Catalysis also brings big scientific challenges. Traditionally, industrial processes use heterogeneous catalysts, where reactants pass through a bed or gauze of solid catalyst. But most lab reactions use homogeneous catalysts (in the same liquid phase as reactants and products). This means that valuable catalyst either remains in the product or has to be expensively separated. For pharmaceuticals especially, it is not good to have catalyst contaminating the product. Prest and Gallei agree that converting homogeneous processes into heterogeneous ones is a major target of R&D efforts, for example by immobilising the homogeneous catalyst on a solid support. And because life has a preferred handedness, reactions that make both right- and left-handed compounds waste half the product. So companies serving the life science industry, such as Rhodia ChiRex, ChiroTech (now DowPharma), and Johnson Matthey are rushing to develop the kind of stereoselective catalysts that won Sharpless, Noyori, and Knowles the 2001 Nobel Prize for Chemistry.

Other advances are changing research itself. Despite all the modelling, researchers still have to crank through many samples to find the best combination of properties. The catalysis sector has therefore followed drugmakers into combinatorial chemistry and high-throughput screening techniques. Symyx Technologies has developed these technologies to speed up catalyst development and has agreements with Dow, the German polymer-maker Celanese, and the Swiss speciality chemical firm Lonza, among others.
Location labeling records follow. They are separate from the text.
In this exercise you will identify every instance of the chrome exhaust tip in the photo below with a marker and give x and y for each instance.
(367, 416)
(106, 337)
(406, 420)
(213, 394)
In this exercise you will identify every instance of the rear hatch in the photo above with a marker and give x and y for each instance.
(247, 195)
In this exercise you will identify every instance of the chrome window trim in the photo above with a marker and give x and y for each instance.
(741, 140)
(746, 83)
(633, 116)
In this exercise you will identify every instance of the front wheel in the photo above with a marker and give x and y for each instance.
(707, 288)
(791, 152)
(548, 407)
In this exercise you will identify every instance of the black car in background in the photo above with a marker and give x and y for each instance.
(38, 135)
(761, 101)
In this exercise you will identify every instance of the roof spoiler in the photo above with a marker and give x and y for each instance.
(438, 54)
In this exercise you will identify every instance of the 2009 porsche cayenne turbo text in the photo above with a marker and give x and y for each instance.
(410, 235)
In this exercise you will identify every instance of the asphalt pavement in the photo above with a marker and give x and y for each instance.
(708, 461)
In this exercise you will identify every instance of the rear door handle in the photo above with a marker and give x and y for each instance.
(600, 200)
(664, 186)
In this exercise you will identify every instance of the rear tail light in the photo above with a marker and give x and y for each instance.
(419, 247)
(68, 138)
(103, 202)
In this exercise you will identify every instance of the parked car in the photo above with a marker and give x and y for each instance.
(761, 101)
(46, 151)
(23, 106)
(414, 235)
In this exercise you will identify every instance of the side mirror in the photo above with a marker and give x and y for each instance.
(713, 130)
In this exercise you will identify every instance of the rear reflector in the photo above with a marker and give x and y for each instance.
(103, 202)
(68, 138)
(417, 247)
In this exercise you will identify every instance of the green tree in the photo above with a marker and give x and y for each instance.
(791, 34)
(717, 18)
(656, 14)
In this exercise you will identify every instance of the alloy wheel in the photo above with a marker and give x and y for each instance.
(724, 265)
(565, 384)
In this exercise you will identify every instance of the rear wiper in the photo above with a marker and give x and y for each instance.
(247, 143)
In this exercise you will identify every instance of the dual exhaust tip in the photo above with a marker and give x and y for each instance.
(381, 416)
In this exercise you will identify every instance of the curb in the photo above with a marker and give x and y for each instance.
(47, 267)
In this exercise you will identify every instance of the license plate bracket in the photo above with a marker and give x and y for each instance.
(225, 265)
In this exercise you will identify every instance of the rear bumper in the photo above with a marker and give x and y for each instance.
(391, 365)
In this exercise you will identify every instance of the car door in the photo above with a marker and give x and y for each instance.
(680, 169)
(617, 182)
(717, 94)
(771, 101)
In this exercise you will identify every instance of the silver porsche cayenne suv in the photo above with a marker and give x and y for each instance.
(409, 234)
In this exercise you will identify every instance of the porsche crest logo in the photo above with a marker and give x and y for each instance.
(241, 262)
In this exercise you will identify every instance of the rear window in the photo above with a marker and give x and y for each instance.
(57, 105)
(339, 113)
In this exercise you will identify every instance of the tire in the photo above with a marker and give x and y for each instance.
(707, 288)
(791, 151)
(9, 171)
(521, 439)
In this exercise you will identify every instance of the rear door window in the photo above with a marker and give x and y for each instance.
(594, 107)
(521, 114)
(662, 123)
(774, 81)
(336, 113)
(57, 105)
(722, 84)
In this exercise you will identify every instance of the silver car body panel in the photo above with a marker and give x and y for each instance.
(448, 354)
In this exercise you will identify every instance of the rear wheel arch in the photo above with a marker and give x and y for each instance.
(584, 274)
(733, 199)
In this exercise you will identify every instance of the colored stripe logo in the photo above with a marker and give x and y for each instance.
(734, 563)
Dr Barry Murrer, director of Johnson Matthey's Technology Centre at Sonning Common, UK, says the biggest change [in catalyst R&D] has been in instrumentation. "We can now start to understand the properties down to the nanoscale. Once you understand what's happening, you can start to control the chemistry. It may be possible to design a heterogeneous catalyst rather than rely on empirical development--less of the black art!" For example, there has been a move away from classical surface science on clean surfaces. "Working catalysts are not simple surfaces, but it's now possible to use molecular beam technology to place well-characterised clusters of metal atoms onto a surface", says Prest. "The challenge for nanotechnology is to convert that to something that can be produced on a commercial scale. We are coming into an era of designer catalysts," he says, "catalysts are very contemporary science."